The Intelligence chapter assesses the serious failures in Russian strategic and operational-level intelligence assessments, rooted in systemic misjudgment of Ukrainian will and capability to resist, corruption, and ineffective human intelligence (HUMINT). However, the report strongly emphasizes the revolutionary role of Unmanned Aircraft System (UAS) technology in compensating for Russian intelligence shortfalls and even catalyzing the realization of its Reconnaissance-Strike Complex (RUK) concept. Through improved UAS Tactics, Techniques, and Procedures (TTPs), the Russian military significantly enhanced its ability to acquire actionable intelligence from operational depths and guide the precise coordination of various fires. The Fires chapter is a focal point of the report, clearly stating that by May 2024, Russian tactical and operational fires had undergone dramatic improvement. Evolving from an early reliance on the mass of artillery, it transformed into a joint fires network capable of integrating Army artillery groups, Iskander-M ballistic missiles, Aerospace Forces' UMPK glide-guided bombs, and other assets to conduct precise, coordinated strikes at operational depths exceeding 120 kilometers. Drones (particularly the Orlan-30 and ZALA 421-16E2 series) played a central role in this process for target reconnaissance, fire correction, battle damage assessment, and communications relay.
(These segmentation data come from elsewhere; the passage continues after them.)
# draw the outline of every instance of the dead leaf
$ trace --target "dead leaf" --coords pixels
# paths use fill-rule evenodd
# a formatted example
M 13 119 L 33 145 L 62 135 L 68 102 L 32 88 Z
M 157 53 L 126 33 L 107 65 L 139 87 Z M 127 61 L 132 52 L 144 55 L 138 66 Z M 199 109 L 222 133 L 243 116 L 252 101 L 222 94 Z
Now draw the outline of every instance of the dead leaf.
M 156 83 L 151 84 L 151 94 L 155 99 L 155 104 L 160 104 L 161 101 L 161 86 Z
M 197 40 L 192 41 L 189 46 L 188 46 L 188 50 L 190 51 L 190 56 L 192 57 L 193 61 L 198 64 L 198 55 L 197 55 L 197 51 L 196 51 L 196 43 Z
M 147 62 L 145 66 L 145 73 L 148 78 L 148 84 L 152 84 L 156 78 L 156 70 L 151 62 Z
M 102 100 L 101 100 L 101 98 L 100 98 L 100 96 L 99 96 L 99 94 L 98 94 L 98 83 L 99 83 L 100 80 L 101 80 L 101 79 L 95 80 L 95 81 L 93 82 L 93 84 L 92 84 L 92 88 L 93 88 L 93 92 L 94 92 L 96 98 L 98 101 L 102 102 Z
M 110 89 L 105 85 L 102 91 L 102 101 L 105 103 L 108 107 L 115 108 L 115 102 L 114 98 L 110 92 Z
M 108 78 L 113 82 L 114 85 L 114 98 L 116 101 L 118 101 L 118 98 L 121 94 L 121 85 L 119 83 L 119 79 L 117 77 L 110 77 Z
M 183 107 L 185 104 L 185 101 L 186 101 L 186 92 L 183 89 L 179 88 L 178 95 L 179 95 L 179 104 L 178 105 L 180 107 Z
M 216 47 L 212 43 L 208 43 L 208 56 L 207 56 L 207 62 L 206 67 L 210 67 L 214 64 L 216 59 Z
In summary, this report is not a history of the war but a dynamic capabilities assessment based on sustained frontline observation. It aims to help U.S. and Western military professionals move beyond stereotypes to understand the weaknesses exposed, the resilience demonstrated, and the alarming speed of learning and adaptation displayed by the Russian military in this high-intensity conventional conflict. The report concludes by emphasizing that, despite numerous deficiencies, the Russian military remains a highly capable learning organization whose ability to overcome difficulties and adjust its methods of warfare should not be underestimated. This compilation is based entirely on open-source and unclassified information. All analysis stems from Troika's collective experience of over 200 years working on Russia and its close daily tracking of the conflict's developments.